A orientadora foi breve e liturgicamente USPiana. Apresentei minhas constatações, possibilidades de ampliação e orgulho ao presenciar aquele momento tão único.

Este (pre)texto explora os pontos do que se vê nessa defesa materializada. Sob uma perspectiva transfeminista – isto é, que afasta a certeza de serem gênero e sexo sinônimos e interseccionais – atenta que as muitas espacialidades alcançam de diferentes formas todas as pessoas, desde o acesso à justiça, a dinâmica do acesso a direitos e cidadania para aqueles que recebem assistência jurídica. Sobretudo quando a justiça chega pelas mãos de uma travesti.

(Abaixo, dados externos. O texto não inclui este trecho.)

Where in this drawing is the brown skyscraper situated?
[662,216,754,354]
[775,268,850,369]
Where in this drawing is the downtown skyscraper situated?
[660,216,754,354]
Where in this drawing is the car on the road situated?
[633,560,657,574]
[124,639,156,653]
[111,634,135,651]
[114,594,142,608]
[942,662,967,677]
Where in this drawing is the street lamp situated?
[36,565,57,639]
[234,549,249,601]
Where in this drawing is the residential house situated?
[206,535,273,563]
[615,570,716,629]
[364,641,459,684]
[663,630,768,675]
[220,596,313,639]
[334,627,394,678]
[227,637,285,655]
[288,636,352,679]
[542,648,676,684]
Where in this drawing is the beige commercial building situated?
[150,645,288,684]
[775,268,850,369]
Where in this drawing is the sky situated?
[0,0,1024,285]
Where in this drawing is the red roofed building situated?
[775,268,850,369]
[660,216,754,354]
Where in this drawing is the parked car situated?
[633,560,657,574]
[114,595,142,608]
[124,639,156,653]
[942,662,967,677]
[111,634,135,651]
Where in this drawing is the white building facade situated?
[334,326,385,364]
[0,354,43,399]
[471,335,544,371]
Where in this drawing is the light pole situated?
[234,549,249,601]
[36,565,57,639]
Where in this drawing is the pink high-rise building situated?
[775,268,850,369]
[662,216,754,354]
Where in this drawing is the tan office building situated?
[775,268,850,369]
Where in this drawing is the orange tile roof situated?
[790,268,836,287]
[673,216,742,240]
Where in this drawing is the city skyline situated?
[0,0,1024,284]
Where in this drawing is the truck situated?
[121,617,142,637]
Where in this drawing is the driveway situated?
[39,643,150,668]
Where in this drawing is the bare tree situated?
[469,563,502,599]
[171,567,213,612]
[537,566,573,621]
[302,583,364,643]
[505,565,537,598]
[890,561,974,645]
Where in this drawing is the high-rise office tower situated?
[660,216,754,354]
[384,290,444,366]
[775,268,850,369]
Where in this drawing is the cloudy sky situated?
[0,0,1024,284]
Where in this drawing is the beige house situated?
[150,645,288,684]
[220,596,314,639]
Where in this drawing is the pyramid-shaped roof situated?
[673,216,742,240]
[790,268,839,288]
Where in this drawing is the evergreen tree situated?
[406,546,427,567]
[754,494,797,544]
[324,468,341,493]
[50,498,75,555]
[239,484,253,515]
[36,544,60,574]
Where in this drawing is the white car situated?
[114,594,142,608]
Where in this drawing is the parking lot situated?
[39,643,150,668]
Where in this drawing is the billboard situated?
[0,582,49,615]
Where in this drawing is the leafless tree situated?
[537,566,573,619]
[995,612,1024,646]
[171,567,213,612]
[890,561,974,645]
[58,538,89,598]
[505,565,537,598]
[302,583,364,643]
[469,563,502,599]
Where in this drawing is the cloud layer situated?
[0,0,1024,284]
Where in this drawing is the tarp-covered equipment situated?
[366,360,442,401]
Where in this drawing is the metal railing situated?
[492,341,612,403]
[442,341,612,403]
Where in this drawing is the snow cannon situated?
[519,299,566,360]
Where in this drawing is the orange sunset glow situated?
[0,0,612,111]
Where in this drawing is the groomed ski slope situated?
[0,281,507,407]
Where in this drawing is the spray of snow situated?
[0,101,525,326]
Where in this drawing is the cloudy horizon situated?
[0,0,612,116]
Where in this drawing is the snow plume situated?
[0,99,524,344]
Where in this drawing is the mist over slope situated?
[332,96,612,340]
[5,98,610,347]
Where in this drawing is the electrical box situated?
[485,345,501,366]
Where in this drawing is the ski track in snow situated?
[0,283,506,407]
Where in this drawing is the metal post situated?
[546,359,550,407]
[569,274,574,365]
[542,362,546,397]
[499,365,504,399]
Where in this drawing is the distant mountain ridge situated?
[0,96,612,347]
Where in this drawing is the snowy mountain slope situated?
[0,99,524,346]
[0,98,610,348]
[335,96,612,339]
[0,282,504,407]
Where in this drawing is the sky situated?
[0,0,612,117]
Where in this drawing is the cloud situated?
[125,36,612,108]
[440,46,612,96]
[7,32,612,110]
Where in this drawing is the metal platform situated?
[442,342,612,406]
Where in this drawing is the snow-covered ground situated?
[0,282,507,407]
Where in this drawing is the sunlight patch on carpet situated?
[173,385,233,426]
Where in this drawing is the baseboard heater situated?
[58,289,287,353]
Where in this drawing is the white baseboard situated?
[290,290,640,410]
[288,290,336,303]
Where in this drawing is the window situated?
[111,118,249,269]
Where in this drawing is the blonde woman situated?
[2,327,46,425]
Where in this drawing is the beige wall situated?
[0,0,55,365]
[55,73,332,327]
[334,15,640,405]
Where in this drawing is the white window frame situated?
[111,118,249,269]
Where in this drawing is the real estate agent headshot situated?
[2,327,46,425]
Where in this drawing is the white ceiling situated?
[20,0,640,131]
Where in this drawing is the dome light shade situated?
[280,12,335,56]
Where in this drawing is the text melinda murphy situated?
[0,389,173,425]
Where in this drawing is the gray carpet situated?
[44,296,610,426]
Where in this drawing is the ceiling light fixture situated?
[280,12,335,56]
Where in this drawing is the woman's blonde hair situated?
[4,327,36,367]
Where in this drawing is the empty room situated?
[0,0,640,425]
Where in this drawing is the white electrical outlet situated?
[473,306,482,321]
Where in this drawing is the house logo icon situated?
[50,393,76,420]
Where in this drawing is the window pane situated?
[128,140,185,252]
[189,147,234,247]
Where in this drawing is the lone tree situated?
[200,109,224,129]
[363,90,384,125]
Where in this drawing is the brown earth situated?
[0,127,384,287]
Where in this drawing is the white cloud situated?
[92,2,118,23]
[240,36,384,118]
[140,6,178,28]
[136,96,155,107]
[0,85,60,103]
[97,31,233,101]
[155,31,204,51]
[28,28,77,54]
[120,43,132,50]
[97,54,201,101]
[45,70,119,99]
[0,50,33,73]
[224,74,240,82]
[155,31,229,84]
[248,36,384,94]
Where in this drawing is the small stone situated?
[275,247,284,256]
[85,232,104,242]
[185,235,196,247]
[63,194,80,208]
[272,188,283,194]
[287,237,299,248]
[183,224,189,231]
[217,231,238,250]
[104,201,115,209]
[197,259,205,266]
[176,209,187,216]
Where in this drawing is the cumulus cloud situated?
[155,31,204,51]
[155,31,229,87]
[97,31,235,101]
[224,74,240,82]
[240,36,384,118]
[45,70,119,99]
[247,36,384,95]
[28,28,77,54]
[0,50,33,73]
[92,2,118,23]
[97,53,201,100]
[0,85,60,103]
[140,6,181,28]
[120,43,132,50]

Uma pesquisa brasileiramente norteada (pois nosso norte é amazônico) desde a periferia e da quebrada, o estudo se baseia em uma autoetnografia que analisa a atuação em três projetos/instituições: 1) O Departamento Jurídico XI de Agosto, vinculado à faculdade; 2) A CPI da Transfobia, cujas atividades foram coordenadas durante o mandato da vereadora Erika Hilton na Câmara Municipal de São Paulo; e 3) O projeto de educação em direitos humanos desenvolvido no CIEJA Itaquera.

A busca de Dandara por justiça e cidadania é um caminho muitas vezes espinhoso. No entanto, sua amorosidade pelas suas e pelos seus torna facilitada a luta para e por aqueles que ocupam margens sociais e enfrentam múltiplas formas de discriminação. Esse livro se propõe a examinar as muitas questões através das lentes de uma travesti que percorre o caminho da advocacia e prática.

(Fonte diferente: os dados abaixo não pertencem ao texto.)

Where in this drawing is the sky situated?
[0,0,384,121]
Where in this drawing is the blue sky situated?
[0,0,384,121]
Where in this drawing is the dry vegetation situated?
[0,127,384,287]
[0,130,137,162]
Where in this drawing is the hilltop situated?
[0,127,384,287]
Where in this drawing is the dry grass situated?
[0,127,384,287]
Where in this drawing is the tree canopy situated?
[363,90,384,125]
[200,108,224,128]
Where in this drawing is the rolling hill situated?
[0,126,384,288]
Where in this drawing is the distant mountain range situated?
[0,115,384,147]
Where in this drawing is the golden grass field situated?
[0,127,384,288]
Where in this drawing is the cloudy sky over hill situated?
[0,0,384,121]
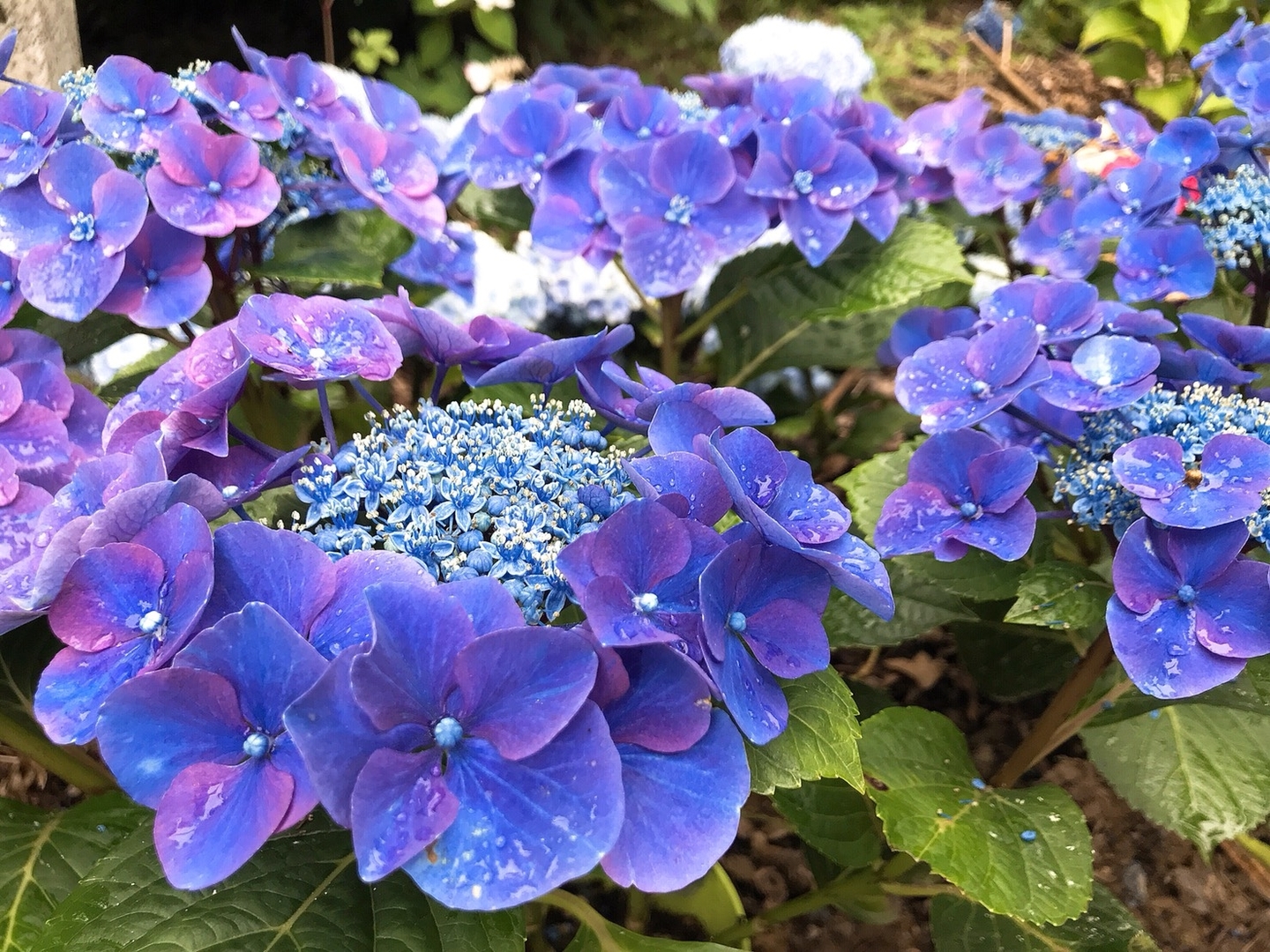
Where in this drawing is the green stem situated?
[0,712,118,793]
[539,889,623,952]
[722,321,811,387]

Ao adotar uma abordagem decolonial dos direitos, Dandara se alinha às demandas mais atuais da periferia e da quebrada que existe em cada brasileiro, reconhecendo a necessidade de um olhar crítico sobre o sistema legal e suas implicações com/para aquelas que historicamente são marginalizados.

Pontos-chaves desse estudo:

  • Seu percurso se fundamenta em uma autoetnografia, uma abordagem que coloca o pesquisador como participante ativo, utilizando suas próprias experiências para compreender fenômenos culturais e sociais.
  • A pesquisa é ancorada na atuação da autora em três contextos jurídicos distintos: o Departamento Jurídico XI de Agosto, a CPI da Transfobia e um projeto de educação em direitos humanos no CIEJA Itaquera.

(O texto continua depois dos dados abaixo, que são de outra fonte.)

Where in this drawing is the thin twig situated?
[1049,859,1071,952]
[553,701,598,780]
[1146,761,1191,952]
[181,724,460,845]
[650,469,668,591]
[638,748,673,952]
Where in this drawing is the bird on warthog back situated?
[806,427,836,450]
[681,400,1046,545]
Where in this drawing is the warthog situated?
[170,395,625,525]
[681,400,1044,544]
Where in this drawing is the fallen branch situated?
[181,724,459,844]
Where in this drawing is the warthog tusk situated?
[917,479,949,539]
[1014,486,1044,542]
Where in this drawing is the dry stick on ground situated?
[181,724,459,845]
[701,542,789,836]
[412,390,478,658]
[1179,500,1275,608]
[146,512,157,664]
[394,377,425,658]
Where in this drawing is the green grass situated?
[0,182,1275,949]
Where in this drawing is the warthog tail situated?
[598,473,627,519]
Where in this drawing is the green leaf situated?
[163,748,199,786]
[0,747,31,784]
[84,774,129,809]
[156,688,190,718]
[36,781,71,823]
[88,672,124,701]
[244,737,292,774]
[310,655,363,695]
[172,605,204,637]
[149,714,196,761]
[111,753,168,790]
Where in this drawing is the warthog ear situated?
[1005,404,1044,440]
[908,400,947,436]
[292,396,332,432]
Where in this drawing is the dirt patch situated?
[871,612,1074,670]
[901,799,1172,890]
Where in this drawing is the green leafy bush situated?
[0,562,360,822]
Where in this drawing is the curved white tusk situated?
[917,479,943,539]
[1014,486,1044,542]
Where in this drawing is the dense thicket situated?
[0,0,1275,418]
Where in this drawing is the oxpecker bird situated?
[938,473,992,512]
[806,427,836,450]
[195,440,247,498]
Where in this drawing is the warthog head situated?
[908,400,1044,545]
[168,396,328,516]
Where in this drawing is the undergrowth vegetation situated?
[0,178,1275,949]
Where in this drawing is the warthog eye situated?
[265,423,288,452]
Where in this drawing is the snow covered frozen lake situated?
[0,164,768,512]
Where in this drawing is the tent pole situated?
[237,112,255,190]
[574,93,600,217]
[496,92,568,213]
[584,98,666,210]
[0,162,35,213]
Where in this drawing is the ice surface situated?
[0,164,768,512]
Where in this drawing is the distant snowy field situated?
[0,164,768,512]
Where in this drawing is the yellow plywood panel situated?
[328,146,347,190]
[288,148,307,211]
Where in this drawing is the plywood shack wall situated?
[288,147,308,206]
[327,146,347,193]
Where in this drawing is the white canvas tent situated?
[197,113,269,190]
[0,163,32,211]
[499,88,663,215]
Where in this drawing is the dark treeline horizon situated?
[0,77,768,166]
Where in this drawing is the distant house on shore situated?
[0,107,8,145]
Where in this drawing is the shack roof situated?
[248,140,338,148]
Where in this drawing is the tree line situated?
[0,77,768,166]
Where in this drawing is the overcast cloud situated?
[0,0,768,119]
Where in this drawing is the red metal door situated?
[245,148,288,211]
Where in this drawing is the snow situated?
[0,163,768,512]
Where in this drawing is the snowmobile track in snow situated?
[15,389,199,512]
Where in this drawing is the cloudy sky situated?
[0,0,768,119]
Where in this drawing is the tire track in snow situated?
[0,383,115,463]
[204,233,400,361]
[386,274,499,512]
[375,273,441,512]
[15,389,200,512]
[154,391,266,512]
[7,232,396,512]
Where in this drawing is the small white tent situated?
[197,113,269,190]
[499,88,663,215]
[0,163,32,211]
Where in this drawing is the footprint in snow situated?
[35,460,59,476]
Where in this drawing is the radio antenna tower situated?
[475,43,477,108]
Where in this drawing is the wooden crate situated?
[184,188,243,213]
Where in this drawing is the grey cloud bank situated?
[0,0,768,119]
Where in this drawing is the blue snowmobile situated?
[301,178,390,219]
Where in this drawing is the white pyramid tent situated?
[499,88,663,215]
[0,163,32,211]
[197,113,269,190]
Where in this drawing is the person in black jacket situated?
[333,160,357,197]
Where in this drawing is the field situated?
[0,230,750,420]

1. Departamento Jurídico XI de Agosto

A análise começa pelo contexto acadêmico, onde a autora, enquanto estudante de Direito, esteve envolvida no atendimento jurídico oferecido pelo Departamento Jurídico XI de Agosto. Aqui, a questão central reside em entender como a identidade travesti da advogada impacta a relação com os assistidos e a efetividade na busca por seus direitos.

2. CPI da Transfobia

A CPI da Transfobia, coordenada pela autora durante o mandato da vereadora Erika Hilton, oferece um olhar sobre a atuação legislativa. Como as demandas legais das populações trans são abordadas em um contexto mais amplo? Qual o papel da identidade travesti na formulação e implementação de políticas públicas?

3. Projeto de Educação em Direitos Humanos

O terceiro ponto de análise é um projeto educacional no CIEJA Itaquera, onde a autora desenvolve atividades voltadas para a conscientização em direitos humanos. Aqui, o foco é compreender como a educação jurídica pode impactar a percepção dos assistidos sobre seus direitos e cidadania, especialmente no contexto de vulnerabilidade social.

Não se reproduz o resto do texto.